37. salvation

80.1K 18.7K 7.4K
                                    

"Whoaㅡ" aku memekik pelan karena hampir terjatuh saat turun dari tempat tidur.






Na Jaeyoon menangkapku dari samping, sementara Jaemin hanya bisa berdecak gemas karena tidak bisa melakukan apa-apa. Aku menjauhkan diri dari Jaeyoon karena canggung, tapi tangannya masih memegangiku karena aku sangat oleng.

Bagaimana aku mau membantu ayahku dalam misi penyelamatan Jaemin? Berjalan sendiri saja aku masih kesulitan.

Aku menapakkan kaki dengan kesal, sedikit demi sedikit. Jaeyoon sempat melepaskan pegangannya, tapi baru beberapa detik aku sudah oleng menabrak pundaknya dari depan.


"WOY!" Jaemin memekik dengan tangan terulur ke arahku. "Udah deh nggak usah maksain kalo belum kuat."
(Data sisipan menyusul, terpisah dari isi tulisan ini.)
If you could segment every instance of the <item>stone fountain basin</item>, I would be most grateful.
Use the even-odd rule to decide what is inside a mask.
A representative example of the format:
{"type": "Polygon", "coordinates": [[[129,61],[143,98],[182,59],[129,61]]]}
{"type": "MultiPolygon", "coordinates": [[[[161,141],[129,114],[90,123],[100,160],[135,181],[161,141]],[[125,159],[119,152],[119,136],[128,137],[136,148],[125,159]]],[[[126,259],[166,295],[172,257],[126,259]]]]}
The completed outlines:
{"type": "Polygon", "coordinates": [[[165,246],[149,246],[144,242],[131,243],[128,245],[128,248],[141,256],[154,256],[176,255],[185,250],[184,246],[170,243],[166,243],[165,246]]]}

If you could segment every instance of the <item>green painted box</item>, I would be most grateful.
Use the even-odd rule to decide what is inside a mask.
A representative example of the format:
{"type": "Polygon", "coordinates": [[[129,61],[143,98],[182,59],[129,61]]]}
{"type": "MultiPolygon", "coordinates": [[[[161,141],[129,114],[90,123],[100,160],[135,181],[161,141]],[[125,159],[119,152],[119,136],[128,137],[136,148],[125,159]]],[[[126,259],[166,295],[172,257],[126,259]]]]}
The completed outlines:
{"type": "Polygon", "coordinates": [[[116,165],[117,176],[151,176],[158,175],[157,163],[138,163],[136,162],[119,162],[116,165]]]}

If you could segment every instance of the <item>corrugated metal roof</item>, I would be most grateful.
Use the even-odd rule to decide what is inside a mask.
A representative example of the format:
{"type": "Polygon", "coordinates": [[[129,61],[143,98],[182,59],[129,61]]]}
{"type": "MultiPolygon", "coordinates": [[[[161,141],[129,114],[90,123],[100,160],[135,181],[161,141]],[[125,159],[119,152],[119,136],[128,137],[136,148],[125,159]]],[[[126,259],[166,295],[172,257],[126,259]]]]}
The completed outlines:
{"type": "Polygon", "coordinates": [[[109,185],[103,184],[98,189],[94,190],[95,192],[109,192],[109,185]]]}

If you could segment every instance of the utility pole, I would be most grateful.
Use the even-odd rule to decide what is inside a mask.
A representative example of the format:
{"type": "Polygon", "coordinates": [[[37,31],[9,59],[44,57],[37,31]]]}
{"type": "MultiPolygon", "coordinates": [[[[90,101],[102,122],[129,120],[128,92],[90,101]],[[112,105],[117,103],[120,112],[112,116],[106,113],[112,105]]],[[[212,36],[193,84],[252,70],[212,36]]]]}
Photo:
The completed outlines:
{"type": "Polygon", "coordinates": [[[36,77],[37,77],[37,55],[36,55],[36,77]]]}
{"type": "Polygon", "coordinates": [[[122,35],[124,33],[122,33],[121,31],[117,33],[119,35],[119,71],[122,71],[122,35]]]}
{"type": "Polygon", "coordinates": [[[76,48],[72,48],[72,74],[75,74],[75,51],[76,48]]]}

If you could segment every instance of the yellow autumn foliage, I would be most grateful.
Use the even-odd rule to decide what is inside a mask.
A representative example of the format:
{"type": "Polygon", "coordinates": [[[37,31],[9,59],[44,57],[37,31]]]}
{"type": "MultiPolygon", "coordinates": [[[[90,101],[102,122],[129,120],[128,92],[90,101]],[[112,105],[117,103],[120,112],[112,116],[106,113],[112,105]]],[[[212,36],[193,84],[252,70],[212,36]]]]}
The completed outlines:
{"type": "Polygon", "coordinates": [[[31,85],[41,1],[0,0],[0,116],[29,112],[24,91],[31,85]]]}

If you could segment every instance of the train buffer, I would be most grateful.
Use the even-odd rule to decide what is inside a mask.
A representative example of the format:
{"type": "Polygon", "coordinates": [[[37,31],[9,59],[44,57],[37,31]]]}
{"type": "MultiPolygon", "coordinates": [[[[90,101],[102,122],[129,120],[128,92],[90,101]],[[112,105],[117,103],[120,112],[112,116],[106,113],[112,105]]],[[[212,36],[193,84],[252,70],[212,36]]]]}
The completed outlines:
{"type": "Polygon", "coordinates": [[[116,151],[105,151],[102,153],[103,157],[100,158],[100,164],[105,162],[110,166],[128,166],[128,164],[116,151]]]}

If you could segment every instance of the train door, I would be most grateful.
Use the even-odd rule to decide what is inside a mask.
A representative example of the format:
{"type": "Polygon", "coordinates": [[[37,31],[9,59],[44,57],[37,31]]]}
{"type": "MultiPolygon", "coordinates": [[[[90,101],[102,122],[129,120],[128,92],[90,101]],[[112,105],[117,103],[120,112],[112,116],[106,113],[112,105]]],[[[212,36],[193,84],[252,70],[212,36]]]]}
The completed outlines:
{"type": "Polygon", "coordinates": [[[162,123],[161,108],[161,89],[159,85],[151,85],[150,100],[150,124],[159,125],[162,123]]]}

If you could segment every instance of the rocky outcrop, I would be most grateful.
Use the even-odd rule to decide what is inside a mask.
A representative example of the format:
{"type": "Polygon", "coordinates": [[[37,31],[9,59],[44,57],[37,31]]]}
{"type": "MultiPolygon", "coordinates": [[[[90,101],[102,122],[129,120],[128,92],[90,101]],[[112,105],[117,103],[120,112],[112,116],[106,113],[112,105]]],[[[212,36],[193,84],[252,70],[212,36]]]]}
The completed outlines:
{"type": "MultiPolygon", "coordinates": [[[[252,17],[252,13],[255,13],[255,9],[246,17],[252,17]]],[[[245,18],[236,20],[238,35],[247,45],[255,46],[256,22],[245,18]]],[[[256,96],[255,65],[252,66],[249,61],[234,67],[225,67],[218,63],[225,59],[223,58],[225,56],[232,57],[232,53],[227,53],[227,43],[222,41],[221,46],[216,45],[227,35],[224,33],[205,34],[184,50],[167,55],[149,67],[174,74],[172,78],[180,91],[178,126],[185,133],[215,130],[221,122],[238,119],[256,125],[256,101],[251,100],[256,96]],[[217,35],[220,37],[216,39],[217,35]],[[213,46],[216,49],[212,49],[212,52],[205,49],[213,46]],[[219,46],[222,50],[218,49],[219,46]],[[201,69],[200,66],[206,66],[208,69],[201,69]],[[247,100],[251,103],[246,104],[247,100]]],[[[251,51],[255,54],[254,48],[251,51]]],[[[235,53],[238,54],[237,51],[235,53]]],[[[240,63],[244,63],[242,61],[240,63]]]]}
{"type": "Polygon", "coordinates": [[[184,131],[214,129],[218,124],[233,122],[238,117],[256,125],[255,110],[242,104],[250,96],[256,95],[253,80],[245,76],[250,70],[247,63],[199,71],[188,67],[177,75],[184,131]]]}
Aku menarik diri dari Jaeyoon.
"Sorry," ucapku.

Dia mengangguk salah tingkah.
Akhirnya dia memapahku ke sofa pelan-pelan, diawasi tatapan kesal Jaemin.

Aku duduk bersandar dengan nafas terengah-engah.
Heran, padahal aku sudah minum obat dengan baik dan menghabiskan banyak kantong infus, tapi berdiri saja aku pusing.


"Kamu ijin ke orang tua nggak?" tanyaku pada Jaeyoon.

Dia mengetik lalu menunjukkan padaku;

'Nggak. Mereka udah cukup pusing karena masalah ini.'




Di satu sisi aku merasa Jaeyoon salah, di sisi lain aku merasa tidak lebih baik dari dirinya karena ibuku juga tidak tahu tentang rencana gila ini. Kami memang remaja nekat.



'Biar nanti jadi kejutan aja', Jaeyoon menunjukkan lagi layar ponselnya dengan wajah berseri-seri.

Aku tersenyum padanya, lalu pada Jaemin ㅡpadahal dalam hati aku mulai panik. Jam sudah menunjukkan pukul 17.00, ini artinya beberapa jam kedepan seharusnya Jaemin membuka mata dan kembali ke dunia yang seharusnya.





Dan melupakan segala kesulitan yang dia alami selama ini.





Dalam hitungan jam, dia tak akan ingat apapun tentang aku.








Tanpa sadar aku menghela nafas dalam dengan kepala bersandar di punggung kursi. Jaeyoon menepuk pundakku dan Jaemin berkata "Kenapa?"

Kolaborasi yang sempurna.

Aku menoleh kepada mereka lalu menggelengkan kepala.
"Nggak apa-apa, cuma capek aja," jawabku dengan senyum lemah.



Jaeyoon tiba-tiba berdiri dan menggeser tiang infusku sampai jarak maksimal bentangan selang yang terhubung dengan tanganku.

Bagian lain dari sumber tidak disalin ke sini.